The original story on this court case can be read below.
The Sixth Circuit Court of Appeals ruled unanimously in favor of a group of student athletes at Western Michigan University (WMU) who were seeking a religious exemption from the school’s COVID-19 vaccine mandate.
The 16 athletes, who are mostly female, sought a vaccine exemption on religious grounds but were ignored or denied. They then filed a federal civil rights suit against the school. U.S. District Judge Paul Maloney initially ruled that the WMU vaccine requirement likely violates the athlete’s constitutional rights to follow their Christian faith and ordered a 14-day temporary restraining order on the university’s shot mandate for athletes. The university appealed to the Sixth Circuit Appeals Court, but a three-judge panel with the Sixth Circuit Appeals Court declined to block the initial ruling.
“We do not doubt (WMU’s) good faith, nor do we fail to appreciate the burdens COVID-19 has placed on this nation’s universities,” the court explained in a 3-0 opinion. “But having announced a system under which student athletes can seek individualized exemptions, the university must explain why it chose not to grant any to plaintiffs. And it did not fairly do so here…. By conditioning the privilege of playing sports on plaintiffs’ willingness to abandon their sincere religious beliefs, the University burdened their free exercise rights.”

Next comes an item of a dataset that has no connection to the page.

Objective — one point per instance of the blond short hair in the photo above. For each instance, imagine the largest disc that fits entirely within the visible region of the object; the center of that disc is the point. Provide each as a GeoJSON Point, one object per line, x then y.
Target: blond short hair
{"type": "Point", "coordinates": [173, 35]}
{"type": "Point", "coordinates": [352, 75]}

The panel further contended that the athletes were likely to prevail on their constitutional argument if the university pursued an appeal.
WMU argued that its vaccination policy is neutral towards religion, and athletes who seek a religious exemption, while unable to compete, are still considered members of the team and can keep their scholarships. However, the appeals courts was not persuaded by the school’s reasoning, stating, “Yet playing on the team, and not just receiving a scholarship, is their goal, a point the university itself recognized.”
The student athletes, who participate in intercollegiate soccer, basketball, and four other sports, said that they are “devoted Christian people,” who believe that the Bible and their faith have guided their decisions to seek religious exemptions for the COVID-19 vaccine. The court’s ruling did allow WMU to require the unvaccinated student athletes to wear a mask at practice or submit to regular testing.
Mat Staver, founder and chairman of Liberty Counsel, which represented the students, hailed the ruling by saying, “This is a great victory for these athletes against these unlawful COVID shot mandates. Western Michigan University violates federal law when these school officials deny these students’ religious exemptions. No school may force or coerce anyone to take these injections, and certainly not when doing so violates sincerely held religious beliefs.”
The decision is similar to a federal judge’s ruling that medical students at Edward Via College of Osteopathic Medicine (VCOM) must be granted the right to religious exemptions and allowed to see patients despite that exemption. Generally speaking, vaccine mandates at universities to this point are being upheld in court; however, the courts are also ruling that those mandates must grant religious exemptions to students under the Constitution’s clear protection of religious liberty. Unless these unvaccinated athletes are actually sick with COVID-19 and therefore contagious, there is no reason why they should not be allowed to play as fully active members of their teams.